The FDA personnel and patent personnel of many medical device companies involve separate functional groups and may not sufficiently interact to strategically avoid traps associated with the above-identified issues. Coordination between FDA personnel and patent personnel, particularly FDA counsel and patent counsel, can help ensure coordination between the strategies for seeking FDA clearance and patent protection and avoid potential pitfalls with patent portfolio and business strategy.

Medical device companies may educate FDA personnel and patent personnel on the objectives, strategies, and risks of patent protection and FDA clearance. Infusing knowledge of the interplay between the patent law and FDA regulatory process can facilitate understanding of the functions and interdependence of these two groups, and enhance coordination between the two groups. Finally, medical device companies may design and apply internal procedures to ensure sufficient interaction between FDA personnel and patent personnel and between FDA counsel and patent counsel. This may help the FDA counsel and patent counsel coordinate timing of filings to the FDA and patent office and coordinate the content of the submissions to FDA and patent office to avoid conflicting statements and unnecessary disclosure, and/or to create defensive positions in anticipation of potential litigation.
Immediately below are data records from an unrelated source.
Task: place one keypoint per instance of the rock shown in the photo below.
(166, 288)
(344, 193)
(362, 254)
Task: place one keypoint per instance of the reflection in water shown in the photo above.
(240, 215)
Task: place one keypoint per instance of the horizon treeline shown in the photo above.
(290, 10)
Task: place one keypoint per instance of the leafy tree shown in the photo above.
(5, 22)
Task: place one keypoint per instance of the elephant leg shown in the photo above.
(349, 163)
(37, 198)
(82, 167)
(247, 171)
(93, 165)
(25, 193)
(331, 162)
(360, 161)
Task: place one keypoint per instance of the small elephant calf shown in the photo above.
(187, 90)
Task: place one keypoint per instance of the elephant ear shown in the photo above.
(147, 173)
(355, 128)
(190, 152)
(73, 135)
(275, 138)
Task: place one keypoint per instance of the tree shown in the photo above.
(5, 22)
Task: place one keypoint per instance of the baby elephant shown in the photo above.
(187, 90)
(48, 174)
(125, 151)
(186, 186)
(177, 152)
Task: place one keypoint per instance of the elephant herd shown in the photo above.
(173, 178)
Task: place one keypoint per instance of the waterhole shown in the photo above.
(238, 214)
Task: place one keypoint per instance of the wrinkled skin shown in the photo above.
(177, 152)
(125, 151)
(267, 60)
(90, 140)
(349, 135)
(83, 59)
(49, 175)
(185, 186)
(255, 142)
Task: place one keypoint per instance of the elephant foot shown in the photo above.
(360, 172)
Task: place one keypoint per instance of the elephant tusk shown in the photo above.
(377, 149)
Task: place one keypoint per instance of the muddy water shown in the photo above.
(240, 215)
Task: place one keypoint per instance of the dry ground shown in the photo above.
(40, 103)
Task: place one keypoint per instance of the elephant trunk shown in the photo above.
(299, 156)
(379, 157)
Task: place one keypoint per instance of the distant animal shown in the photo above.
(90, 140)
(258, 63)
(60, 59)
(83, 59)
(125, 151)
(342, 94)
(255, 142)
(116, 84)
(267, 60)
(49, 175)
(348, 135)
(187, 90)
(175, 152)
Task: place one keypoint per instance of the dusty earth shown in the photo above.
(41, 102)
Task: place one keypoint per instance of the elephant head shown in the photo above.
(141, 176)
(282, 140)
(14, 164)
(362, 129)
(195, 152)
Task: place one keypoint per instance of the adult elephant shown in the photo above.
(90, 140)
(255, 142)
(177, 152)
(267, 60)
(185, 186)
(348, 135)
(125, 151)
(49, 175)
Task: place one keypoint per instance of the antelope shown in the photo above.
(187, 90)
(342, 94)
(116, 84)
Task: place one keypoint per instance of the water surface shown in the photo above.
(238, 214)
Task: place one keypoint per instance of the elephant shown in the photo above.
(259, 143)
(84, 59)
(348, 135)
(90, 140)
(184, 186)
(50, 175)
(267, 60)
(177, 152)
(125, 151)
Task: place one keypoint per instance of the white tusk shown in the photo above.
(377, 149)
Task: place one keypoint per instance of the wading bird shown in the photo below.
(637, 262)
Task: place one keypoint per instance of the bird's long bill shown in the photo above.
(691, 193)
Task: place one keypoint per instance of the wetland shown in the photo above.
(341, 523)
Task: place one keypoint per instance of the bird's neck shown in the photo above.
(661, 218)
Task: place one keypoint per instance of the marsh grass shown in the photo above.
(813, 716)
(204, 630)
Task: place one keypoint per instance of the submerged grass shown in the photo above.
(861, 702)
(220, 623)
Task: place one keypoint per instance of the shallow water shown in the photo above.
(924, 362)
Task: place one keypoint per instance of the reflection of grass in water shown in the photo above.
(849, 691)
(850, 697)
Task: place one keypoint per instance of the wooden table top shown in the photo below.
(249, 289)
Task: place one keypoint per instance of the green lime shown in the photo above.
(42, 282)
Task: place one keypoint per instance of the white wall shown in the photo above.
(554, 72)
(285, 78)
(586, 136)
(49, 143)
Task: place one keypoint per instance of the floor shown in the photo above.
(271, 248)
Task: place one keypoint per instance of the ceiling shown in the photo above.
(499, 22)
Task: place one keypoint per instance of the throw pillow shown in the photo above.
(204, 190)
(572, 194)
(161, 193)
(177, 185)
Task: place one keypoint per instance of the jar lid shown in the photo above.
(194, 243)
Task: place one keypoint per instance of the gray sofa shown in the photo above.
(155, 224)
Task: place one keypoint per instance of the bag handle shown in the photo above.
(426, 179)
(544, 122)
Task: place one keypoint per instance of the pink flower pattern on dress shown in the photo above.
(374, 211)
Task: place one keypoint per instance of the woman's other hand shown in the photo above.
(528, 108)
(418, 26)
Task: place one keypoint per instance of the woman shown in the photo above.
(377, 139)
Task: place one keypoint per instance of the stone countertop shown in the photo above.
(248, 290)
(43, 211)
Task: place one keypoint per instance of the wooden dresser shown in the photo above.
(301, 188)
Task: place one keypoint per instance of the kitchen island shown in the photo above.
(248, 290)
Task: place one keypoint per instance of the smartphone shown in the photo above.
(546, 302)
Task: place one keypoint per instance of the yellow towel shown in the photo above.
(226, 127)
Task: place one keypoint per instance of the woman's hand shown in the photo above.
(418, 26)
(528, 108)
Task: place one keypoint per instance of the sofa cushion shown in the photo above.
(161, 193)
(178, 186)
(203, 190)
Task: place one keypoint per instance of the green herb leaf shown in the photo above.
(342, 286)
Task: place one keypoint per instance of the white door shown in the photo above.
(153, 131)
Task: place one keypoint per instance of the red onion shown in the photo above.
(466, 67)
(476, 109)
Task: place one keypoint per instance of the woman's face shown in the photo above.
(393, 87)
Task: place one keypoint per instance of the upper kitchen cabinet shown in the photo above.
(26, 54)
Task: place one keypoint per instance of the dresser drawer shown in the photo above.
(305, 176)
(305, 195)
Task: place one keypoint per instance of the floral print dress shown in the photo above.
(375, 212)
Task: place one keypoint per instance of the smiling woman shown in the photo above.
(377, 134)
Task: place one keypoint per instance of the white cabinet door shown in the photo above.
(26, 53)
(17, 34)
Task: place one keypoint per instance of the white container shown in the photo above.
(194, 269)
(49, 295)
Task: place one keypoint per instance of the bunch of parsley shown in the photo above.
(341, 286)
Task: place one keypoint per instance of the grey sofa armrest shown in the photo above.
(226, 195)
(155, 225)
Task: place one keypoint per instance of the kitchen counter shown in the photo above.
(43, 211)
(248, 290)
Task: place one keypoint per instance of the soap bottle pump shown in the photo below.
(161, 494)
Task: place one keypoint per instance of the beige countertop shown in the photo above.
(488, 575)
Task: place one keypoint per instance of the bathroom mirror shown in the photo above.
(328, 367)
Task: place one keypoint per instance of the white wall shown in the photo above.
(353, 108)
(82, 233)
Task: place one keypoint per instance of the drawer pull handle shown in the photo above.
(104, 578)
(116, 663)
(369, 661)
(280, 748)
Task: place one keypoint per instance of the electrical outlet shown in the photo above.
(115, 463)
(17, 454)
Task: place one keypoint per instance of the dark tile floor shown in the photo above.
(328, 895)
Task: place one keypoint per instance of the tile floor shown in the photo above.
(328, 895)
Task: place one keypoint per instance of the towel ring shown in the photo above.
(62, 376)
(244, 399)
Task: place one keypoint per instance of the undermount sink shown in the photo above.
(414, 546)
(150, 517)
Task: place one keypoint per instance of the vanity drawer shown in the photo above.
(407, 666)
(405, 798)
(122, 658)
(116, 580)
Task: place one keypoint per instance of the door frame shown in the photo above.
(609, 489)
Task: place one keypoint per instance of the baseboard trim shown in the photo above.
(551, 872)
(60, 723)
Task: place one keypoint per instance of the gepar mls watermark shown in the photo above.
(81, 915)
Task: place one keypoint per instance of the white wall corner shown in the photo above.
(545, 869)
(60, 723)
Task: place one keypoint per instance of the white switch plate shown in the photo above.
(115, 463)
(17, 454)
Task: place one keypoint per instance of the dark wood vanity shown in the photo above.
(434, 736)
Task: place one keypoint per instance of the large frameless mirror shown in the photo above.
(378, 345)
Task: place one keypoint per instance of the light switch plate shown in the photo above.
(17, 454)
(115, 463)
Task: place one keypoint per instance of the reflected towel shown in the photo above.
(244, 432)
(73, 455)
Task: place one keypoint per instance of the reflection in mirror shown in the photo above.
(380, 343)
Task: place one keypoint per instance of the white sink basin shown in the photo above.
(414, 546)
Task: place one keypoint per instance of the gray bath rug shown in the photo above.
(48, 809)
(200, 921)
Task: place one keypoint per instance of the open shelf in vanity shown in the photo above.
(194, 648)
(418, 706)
Furthermore, involving counsel also avails communications to attorney-client privilege, when legal advice is sought and given during the communications.

III. Conclusion

The FDA regulatory system and the intricacies of patent law are both extremely important to medical device companies, and the interplay between the two is no less important. While medical device companies typically employ or consult with FDA counsel and patent counsel separately, it is important for the company to ensure these two groups of counsel are aware of the strategies and submissions of the other group and coordinate the timing and content of disclosures. In this way, medical companies may avoid patent risks and increase opportunities in this competitive industry.

The content of this article is intended to provide a general guide to the subject matter. Specialist advice should be sought about your specific circumstances.